Cantell’s other reason, meanwhile, is a little more personal.
“I am very interested in business and how businesses work, particularly small to medium enterprises, which are the lifeblood of New Zealand business and a really important client base for Aon,” the CEO said. “So, you get to work more closely with businesses, especially at a time when I think things are becoming more challenging.
“In the advice model that brokers participate in, I think it’s becoming more and more important as the world gets more challenging for businesses to navigate. So, it’s nice timing to join the advice side of the insurance model when it’s becoming more and more important.”
On the flip side of being relevant to clients amid the difficulties they face is the broker’s own challenge of being able to provide the best advice.
Cantell told Insurance Business: “I feel like our clients’ worlds are getting more and more complex and more challenging. The types of risks that they’re considering and facing are bigger than probably ever before, whether that’s sort of the size and scale of the risks we’ve seen emerge in New Zealand around weather events and so on, or whether it’s that sort of new world of complexity that people are trying to navigate around cyber and AI (artificial intelligence)…

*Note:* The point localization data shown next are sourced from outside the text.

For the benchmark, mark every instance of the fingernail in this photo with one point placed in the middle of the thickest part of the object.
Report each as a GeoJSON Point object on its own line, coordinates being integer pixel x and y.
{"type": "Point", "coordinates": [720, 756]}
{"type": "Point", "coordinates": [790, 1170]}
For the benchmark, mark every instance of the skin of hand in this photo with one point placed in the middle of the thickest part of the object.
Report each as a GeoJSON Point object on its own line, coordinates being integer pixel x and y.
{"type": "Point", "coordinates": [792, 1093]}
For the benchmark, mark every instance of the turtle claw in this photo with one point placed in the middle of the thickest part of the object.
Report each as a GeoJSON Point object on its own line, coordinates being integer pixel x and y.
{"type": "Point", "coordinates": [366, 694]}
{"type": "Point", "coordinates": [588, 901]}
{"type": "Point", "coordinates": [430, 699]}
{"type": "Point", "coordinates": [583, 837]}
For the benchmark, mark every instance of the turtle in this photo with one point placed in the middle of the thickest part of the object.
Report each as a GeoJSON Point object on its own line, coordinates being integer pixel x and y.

“The world is getting more challenging, and so how do we, as a risk expert and an adviser, be ready to meet those challenges with our clients? How can we be the best-informed with the best experience, the best insight so that we’re in a position to give the best advice, when the type of advice that’s needed is rapidly changing at a pace that we’ve probably never seen in the world before?”
For the Aon NZ chief, she finds the challenge a “really exciting” one.
She said: “How do we prepare for that and learn so that we can be there to help regardless of the circumstances? It’s not going to be easy. As humans, we’re learning as we go around things like climate change and so on. [These are] challenging times for our clients, and we need to be ready to rise to that challenge with them… I’m ready for the hard work and buoyed by what we get to do.”